Watch the Dog Whisperer and mixed martial arts. Combine the two philosophies and the alpha doesn't stand a chance. Watch out though, some mice carry concealed shivs with them.
 
Have the mice do your study for you. now mice don't actually like studying but they can be easily tricked. Just tell them that if they do your study you'll take them too disney world.

Once the study is done, train your mice to walk information so that they resemble you. Have the knew "mice you" take your exams for you while you watch Speed Racer on tv and sip on chocolate milkshakes.

And don't worry about the disney world promise, mice don't actually know what disney world looks like. You can take them anywhere and be satisfied
 
Have the mice do your study for you. now mice don't actually like studying but they can be easily tricked. Just tell them that if they do your study you'll take them too disney world.

Once the study is done, train your mice to walk information so that they resemble you. Have the knew "mice you" take your exams for you while you watch Speed Racer on tv and sip on chocolate milkshakes.

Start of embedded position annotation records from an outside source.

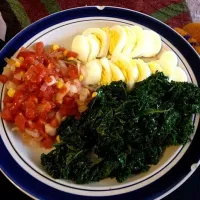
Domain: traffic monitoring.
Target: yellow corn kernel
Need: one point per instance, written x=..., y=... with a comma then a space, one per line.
x=55, y=47
x=59, y=83
x=11, y=92
x=65, y=52
x=22, y=73
x=21, y=59
x=82, y=108
x=81, y=77
x=58, y=138
x=94, y=94
x=70, y=58
x=17, y=64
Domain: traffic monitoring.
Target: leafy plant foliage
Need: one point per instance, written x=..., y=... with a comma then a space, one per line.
x=124, y=132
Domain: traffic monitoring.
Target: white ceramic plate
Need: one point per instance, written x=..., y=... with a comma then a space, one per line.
x=60, y=28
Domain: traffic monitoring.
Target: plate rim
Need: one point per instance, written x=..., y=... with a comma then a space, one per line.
x=90, y=16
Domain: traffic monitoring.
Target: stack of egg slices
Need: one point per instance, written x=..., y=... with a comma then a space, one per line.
x=113, y=54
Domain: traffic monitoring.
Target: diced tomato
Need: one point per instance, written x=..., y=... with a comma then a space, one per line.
x=34, y=105
x=3, y=78
x=30, y=125
x=47, y=143
x=47, y=94
x=72, y=72
x=28, y=61
x=35, y=74
x=67, y=111
x=39, y=125
x=72, y=54
x=54, y=123
x=7, y=99
x=69, y=102
x=6, y=114
x=20, y=121
x=32, y=99
x=43, y=108
x=51, y=115
x=26, y=54
x=16, y=81
x=39, y=47
x=30, y=113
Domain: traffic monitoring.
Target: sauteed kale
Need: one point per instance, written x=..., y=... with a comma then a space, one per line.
x=124, y=132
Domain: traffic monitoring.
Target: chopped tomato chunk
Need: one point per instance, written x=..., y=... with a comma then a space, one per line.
x=72, y=54
x=20, y=121
x=3, y=78
x=42, y=95
x=7, y=115
x=39, y=47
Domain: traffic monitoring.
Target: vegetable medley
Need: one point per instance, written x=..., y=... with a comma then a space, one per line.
x=112, y=113
x=42, y=88
x=124, y=132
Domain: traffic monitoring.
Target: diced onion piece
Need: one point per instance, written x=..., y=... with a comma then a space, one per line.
x=73, y=89
x=18, y=76
x=53, y=81
x=10, y=84
x=50, y=130
x=43, y=87
x=83, y=94
x=58, y=117
x=34, y=133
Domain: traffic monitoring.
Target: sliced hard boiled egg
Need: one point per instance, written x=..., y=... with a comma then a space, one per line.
x=81, y=46
x=144, y=70
x=94, y=47
x=117, y=74
x=169, y=57
x=168, y=61
x=155, y=67
x=128, y=68
x=130, y=42
x=118, y=39
x=103, y=37
x=92, y=72
x=106, y=76
x=138, y=49
x=178, y=75
x=152, y=43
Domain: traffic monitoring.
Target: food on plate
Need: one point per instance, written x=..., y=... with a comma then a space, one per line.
x=154, y=67
x=123, y=132
x=42, y=87
x=106, y=76
x=111, y=113
x=168, y=61
x=128, y=67
x=82, y=47
x=118, y=39
x=152, y=43
x=144, y=70
x=92, y=72
x=132, y=41
x=103, y=38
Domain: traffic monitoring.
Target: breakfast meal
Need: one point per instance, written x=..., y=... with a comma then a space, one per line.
x=109, y=106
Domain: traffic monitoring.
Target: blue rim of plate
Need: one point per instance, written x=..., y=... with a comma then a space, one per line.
x=25, y=181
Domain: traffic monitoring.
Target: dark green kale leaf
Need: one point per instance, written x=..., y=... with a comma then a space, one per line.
x=124, y=132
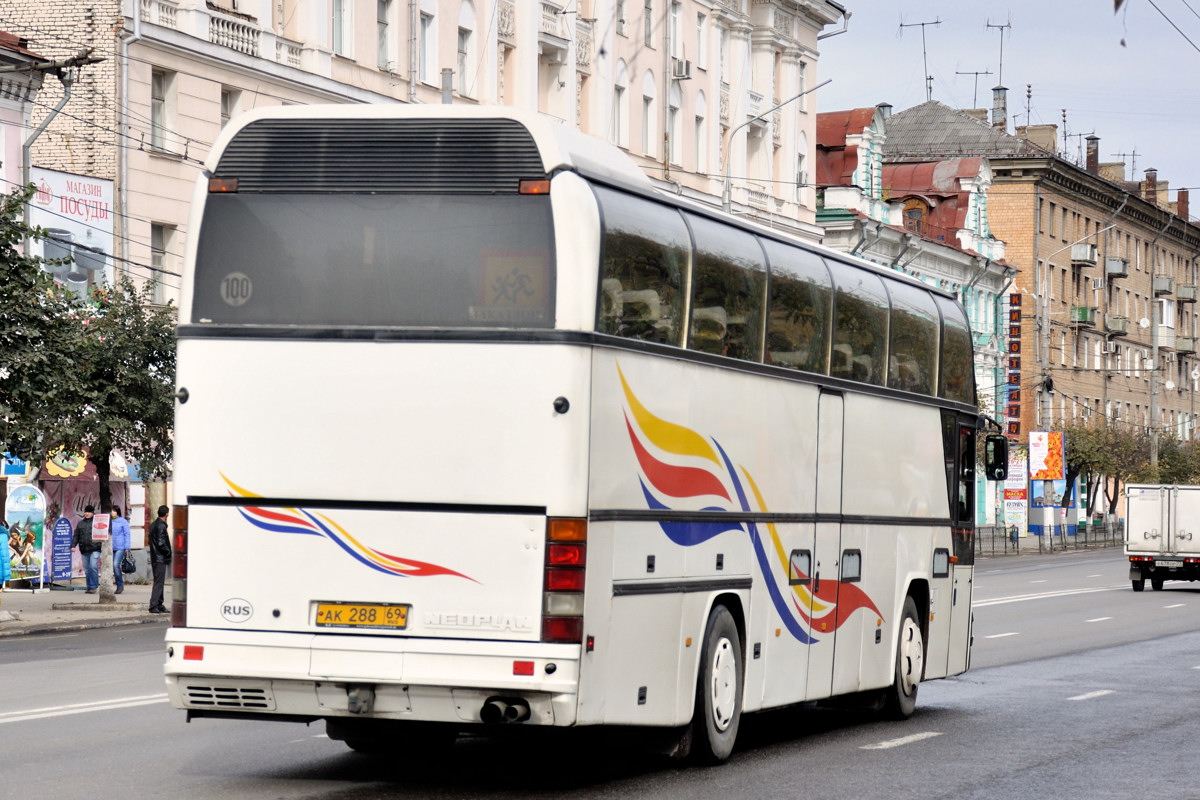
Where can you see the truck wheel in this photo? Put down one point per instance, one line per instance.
(718, 690)
(901, 699)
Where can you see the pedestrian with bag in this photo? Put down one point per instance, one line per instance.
(89, 551)
(121, 543)
(160, 559)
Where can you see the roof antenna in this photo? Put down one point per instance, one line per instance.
(924, 55)
(1008, 25)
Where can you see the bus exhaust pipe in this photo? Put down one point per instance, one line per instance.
(502, 710)
(517, 711)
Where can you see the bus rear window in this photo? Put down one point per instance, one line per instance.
(376, 260)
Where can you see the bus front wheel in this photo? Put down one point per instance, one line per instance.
(901, 698)
(718, 690)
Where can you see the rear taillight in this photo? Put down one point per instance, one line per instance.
(179, 569)
(567, 554)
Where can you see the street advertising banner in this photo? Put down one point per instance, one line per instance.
(77, 211)
(1017, 493)
(100, 527)
(60, 549)
(1045, 456)
(25, 512)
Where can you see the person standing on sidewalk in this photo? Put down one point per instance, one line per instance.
(89, 551)
(121, 541)
(160, 559)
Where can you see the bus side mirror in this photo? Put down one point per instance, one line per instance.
(995, 458)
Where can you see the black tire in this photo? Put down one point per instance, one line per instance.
(901, 699)
(719, 687)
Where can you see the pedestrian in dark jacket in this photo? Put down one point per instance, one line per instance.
(160, 559)
(89, 551)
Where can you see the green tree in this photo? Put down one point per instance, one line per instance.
(40, 341)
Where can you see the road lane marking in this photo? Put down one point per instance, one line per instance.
(1047, 595)
(904, 740)
(81, 708)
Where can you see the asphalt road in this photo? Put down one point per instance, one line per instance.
(1080, 689)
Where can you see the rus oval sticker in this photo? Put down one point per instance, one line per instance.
(235, 609)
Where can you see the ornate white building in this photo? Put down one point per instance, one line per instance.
(688, 88)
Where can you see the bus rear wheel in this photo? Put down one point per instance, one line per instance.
(901, 698)
(718, 690)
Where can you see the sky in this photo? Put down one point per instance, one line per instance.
(1131, 77)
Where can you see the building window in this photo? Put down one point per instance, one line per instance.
(915, 212)
(229, 101)
(341, 26)
(162, 102)
(425, 56)
(383, 42)
(160, 246)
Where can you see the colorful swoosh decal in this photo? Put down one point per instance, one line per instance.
(300, 521)
(682, 469)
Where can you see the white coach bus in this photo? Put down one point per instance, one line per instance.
(478, 428)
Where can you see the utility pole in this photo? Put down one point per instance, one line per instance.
(924, 55)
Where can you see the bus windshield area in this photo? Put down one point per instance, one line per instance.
(317, 259)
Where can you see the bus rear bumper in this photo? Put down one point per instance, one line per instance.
(303, 677)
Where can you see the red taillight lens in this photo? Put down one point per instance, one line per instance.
(567, 554)
(179, 569)
(564, 579)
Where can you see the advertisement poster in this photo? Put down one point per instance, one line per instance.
(78, 214)
(1045, 456)
(1017, 493)
(25, 512)
(60, 549)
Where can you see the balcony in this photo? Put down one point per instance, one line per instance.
(1083, 316)
(1116, 268)
(1083, 254)
(1163, 284)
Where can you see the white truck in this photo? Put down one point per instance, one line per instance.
(1162, 527)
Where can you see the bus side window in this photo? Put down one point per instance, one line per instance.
(729, 290)
(642, 266)
(859, 326)
(798, 317)
(913, 338)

And don't worry about the disney world promise, mice don't actually know what disney world looks like. You can take them anywhere and be satisfied

This is some of the best advice I've ever seen written on this board. Especially the Speed Racer and Disney World parts. You know your mice very well.

Mice don't know shit. Douglas Adams gave mice a platform that was undeserved IMO and now we give them too much credit.